The Rainmaker / John Grisham

The intricacies of the American legal system come alive in a tale of courtroom drama, corporate greed, intrigue, and danger. (FIC GRISHAM)

 

High Fidelity / Nick Hornby

A pop music junkie ponders life, love, and hangs out with the two offbeat clerks who work at his semi-failing record store. (FIC HORNBY)

 

Left Behind / Tim LaHaye

After millions of people around the world vanish in one moment, in what many claim to be the Rapture, Rayford Steele begins a search for the truth amidst global chaos. (FIC LAHAYE)

 

Where the Heart Is / Billie Letts

Pregnant, overweight, and convinced about her inherent bad luck, Novalee Nation hopes for a new life in a new state with her boyfriend but is dumped along the way in Oklahoma, where she finds her spirit renewed. (FIC LETTS)

 

Lies My Teacher Told Me: Everything Your American History Textbook Got Wrong / James W. Loewen

James W. Loewen, a distinguished critic of history education, puts 12 popular textbooks under the microscope.
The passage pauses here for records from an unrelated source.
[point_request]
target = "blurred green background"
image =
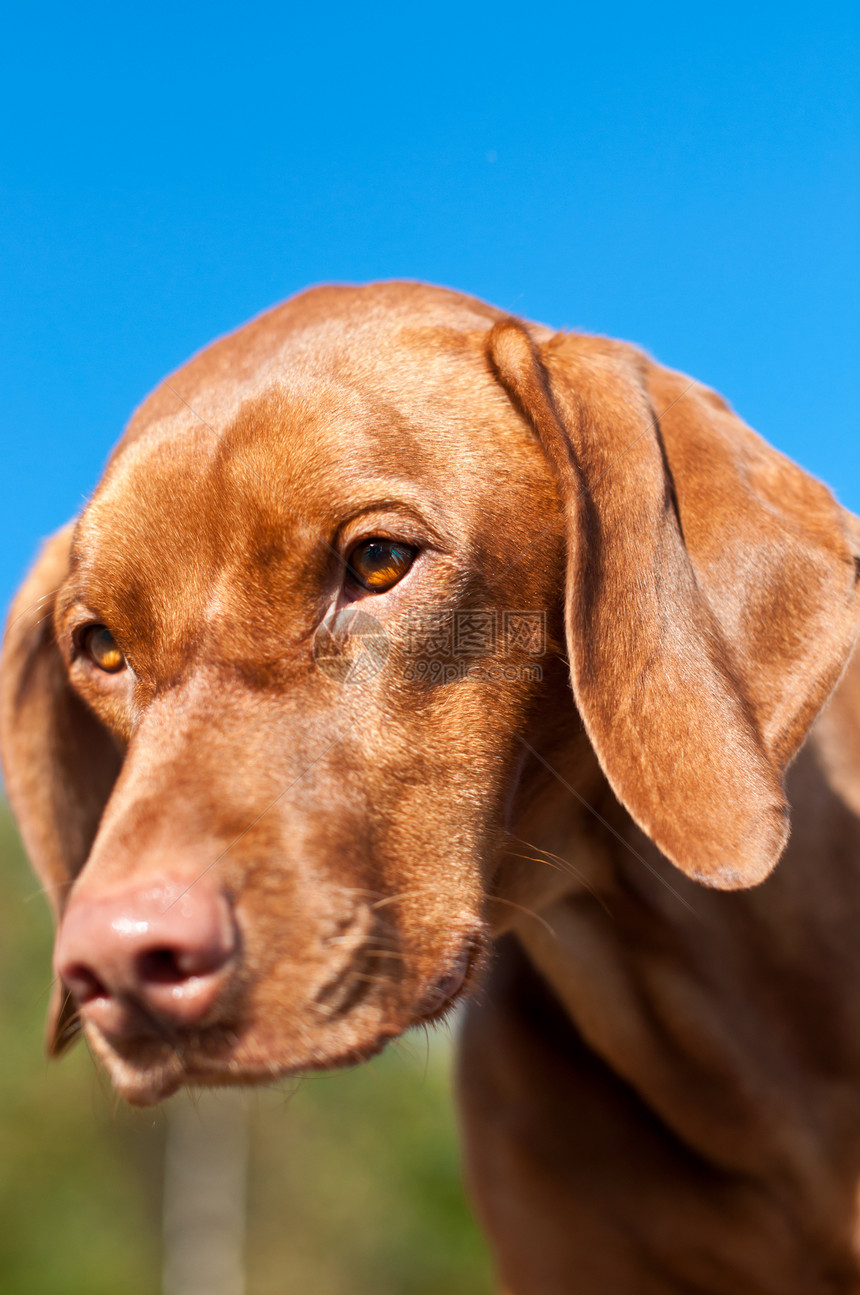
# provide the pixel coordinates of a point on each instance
(354, 1179)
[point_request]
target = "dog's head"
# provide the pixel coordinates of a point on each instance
(271, 703)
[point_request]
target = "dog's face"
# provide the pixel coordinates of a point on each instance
(298, 627)
(308, 633)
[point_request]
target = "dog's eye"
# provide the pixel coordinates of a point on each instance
(101, 648)
(377, 565)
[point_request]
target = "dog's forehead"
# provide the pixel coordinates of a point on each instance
(271, 459)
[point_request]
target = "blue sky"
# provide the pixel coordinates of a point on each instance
(683, 176)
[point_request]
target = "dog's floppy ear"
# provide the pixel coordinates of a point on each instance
(60, 763)
(711, 600)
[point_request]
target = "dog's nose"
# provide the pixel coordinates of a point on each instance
(159, 952)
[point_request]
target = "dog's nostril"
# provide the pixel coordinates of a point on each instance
(161, 966)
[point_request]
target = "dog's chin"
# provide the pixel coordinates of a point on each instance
(149, 1071)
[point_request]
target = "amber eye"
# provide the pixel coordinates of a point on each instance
(377, 565)
(101, 648)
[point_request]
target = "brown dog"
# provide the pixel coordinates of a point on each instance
(289, 729)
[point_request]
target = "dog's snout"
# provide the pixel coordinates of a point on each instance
(161, 952)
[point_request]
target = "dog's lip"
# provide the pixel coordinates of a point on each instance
(452, 984)
(152, 1079)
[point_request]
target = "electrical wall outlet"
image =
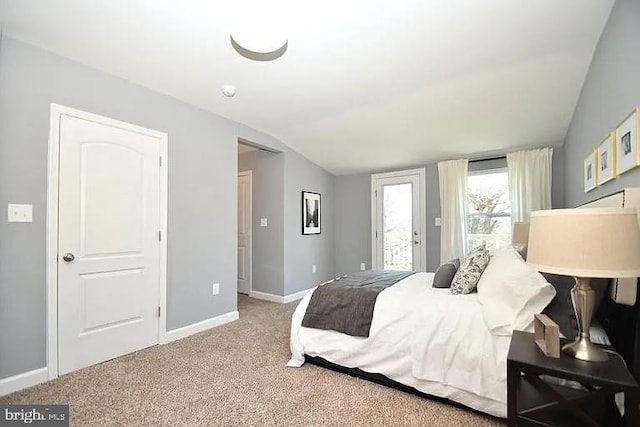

What he finds is a proliferation of blind patriotism, mindless optimism, misinformation, and flat-out lies filling the pages. (973 LOE)

Sabriel / Garth Nix

Sabriel, daughter of the necromancer Abhorsen, must journey into the mysterious and magical Old Kingdom to rescue her father from the Land of the Dead. (TEEN FIC NIX)

 

A Child Called “It” / Dave Pelzer

This book chronicles the unforgettable account of one of the most severe child abuse cases in California history. It is the story of Dave Pelzer, who was brutally beaten and starved by his emotionally unstable, alcoholic mother: a mother who played tortuous, unpredictable games–games that left him nearly dead. He had to learn how to play his mother’s games in order to survive because she no longer considered him a son, but a slave; and no longer a boy, but an “it.” (362.76 PEL)

The Golden Compass / Philip Pullman

Accompanied by her shape-shifting daemon, Lyra Belacqua sets out to prevent her best friend and other kidnapped children from becoming the subject of gruesome experiments in the Far North. (TEEN FIC PULLMAN)

Did you know? Starbuck’s Frappuccino was released in 1995!